1983 schrieb Wilson Fences, das 1987 am Broadway uraufgeführt wurde und den Pulitzer-Preis, einen Tony Award und den New York Drama Critics‘ Circle Award für das beste Stück des Jahres gewann.
Nachdem Wilson bereits drei Stücke geschrieben hatte, die jeweils in einem anderen Jahrzehnt des 20. Jahrhunderts spielten, machte er es sich zur Aufgabe, sieben weitere Stücke zu schreiben, eines für jedes der verbleibenden Jahrzehnte des Jahrhunderts, die jeweils die afroamerikanische Erfahrung dieser Zeit beleuchteten.

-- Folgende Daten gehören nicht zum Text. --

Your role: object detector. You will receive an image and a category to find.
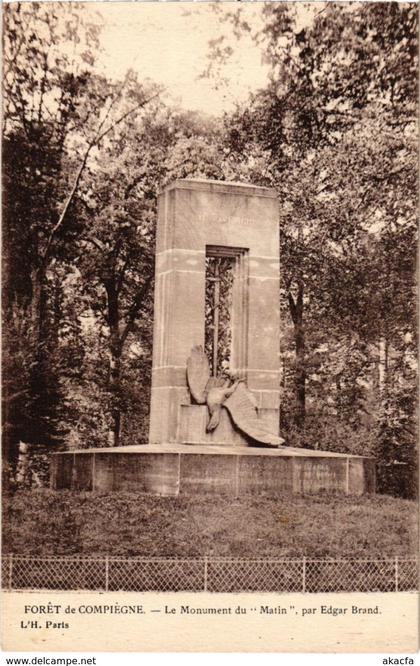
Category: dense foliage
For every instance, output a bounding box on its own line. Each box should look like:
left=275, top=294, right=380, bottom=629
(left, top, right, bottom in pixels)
left=3, top=3, right=417, bottom=497
left=3, top=489, right=418, bottom=559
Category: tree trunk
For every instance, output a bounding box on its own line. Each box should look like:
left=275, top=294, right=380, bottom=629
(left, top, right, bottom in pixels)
left=289, top=284, right=306, bottom=430
left=105, top=279, right=122, bottom=446
left=31, top=267, right=47, bottom=350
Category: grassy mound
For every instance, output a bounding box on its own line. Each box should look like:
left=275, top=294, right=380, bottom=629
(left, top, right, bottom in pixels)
left=3, top=490, right=418, bottom=558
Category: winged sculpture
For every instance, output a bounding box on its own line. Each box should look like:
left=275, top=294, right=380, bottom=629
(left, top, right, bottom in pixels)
left=187, top=346, right=285, bottom=447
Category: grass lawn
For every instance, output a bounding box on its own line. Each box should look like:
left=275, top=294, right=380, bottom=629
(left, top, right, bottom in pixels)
left=3, top=489, right=418, bottom=558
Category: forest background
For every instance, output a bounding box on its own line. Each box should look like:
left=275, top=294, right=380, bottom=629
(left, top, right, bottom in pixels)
left=3, top=2, right=418, bottom=497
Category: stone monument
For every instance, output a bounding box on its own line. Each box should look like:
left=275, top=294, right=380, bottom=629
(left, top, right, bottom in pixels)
left=51, top=180, right=375, bottom=495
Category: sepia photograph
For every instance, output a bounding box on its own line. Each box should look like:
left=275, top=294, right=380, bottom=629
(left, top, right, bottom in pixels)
left=2, top=0, right=419, bottom=652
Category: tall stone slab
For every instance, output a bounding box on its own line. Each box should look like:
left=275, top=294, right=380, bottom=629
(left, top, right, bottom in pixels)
left=149, top=180, right=280, bottom=446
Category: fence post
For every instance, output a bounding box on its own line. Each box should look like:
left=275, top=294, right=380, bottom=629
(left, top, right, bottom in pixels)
left=302, top=557, right=306, bottom=592
left=105, top=555, right=109, bottom=592
left=204, top=555, right=207, bottom=592
left=9, top=553, right=13, bottom=590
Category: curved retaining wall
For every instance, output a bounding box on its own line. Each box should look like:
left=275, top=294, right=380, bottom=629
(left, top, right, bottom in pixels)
left=51, top=445, right=375, bottom=497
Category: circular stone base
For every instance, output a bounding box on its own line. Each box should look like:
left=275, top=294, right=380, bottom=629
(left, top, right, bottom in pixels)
left=51, top=445, right=375, bottom=497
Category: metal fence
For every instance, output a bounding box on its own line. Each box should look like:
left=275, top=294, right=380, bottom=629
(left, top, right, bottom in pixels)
left=2, top=555, right=418, bottom=592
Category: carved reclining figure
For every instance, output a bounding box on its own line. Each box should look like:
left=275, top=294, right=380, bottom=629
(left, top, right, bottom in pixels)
left=187, top=346, right=285, bottom=447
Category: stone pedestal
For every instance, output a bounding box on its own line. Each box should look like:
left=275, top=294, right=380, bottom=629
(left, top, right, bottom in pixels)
left=149, top=180, right=280, bottom=446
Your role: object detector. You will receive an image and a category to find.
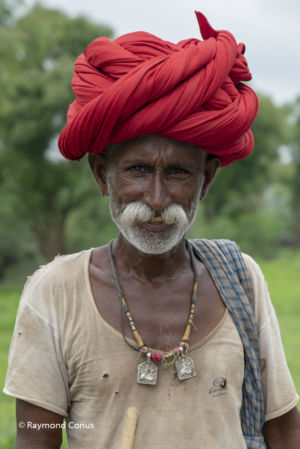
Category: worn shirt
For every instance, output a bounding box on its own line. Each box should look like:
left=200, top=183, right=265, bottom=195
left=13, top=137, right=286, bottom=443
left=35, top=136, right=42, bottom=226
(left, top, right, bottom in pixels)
left=4, top=250, right=298, bottom=449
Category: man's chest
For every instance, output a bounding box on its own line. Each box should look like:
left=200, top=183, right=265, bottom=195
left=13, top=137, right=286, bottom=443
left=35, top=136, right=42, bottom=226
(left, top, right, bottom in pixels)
left=90, top=256, right=225, bottom=351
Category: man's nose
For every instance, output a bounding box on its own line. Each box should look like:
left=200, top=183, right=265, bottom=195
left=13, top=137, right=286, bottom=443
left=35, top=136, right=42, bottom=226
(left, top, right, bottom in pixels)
left=144, top=172, right=171, bottom=211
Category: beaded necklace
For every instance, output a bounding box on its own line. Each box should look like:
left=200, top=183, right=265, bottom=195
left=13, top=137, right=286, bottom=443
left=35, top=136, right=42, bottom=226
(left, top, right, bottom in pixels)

Vor Ende der 1980er Jahre wurden vier weitere Stücke Wilsons mit dem New York Drama Critics‘ Circle Award ausgezeichnet, und für eines dieser Stücke – The Piano Lesson – erhielt Wilson seinen zweiten Pulitzer-Preis. In den 1990er Jahren wurden zwei weitere Stücke mit dem Circle Award ausgezeichnet. Two Trains Running wurde als bestes amerikanisches Theaterstück 1991-92 und Seven Guitars als bestes neues Theaterstück 1995-96 gewürdigt. August Wilson eroberte die Theaterwelt im Sturm.
Zusätzlich zu diesen kreativen Bemühungen versuchte Wilson, das afroamerikanische Theater zu stärken und zu fördern. Nach einer öffentlichen Debatte mit dem Kritiker/Produzenten Robert Brustein im Januar 1997 in New York City über Rasse, Kultur und Theater berief Wilson 1998 eine Konferenz über afroamerikanisches Theater in Dartmouth ein. Als Ergebnis dieses Treffens wurde das African Grove Institute of Arts gegründet, eine Einrichtung für afroamerikanisches Theater, deren Vorstand August Wilson vorsitzt.
Bis heute hat Wilson acht der Stücke geschrieben, die er in seine Serie von zehn Stücken aufnehmen wird. Das achte, King Hedley II, soll am 15. Dezember in Wilsons Heimatstadt Pittsburgh uraufgeführt werden. Mit der Premiere wird das neu errichtete Pittsburgh Public Theatre eingeweiht.
Die letzten beiden Stücke des Zyklus, die das erste und das letzte Jahrzehnt des Jahrhunderts abdecken werden, stehen noch aus. Der Prozess des Schreibens dieser Stücke, so Wilson, wird mit einer einzigen Dialogzeile beginnen, die aus seinem kreativen Innersten auftaucht. Nach und nach werden sich die Figuren offenbaren, und Wilson wird sie und die Geschichte, die sie erzählen wollen, kennen lernen.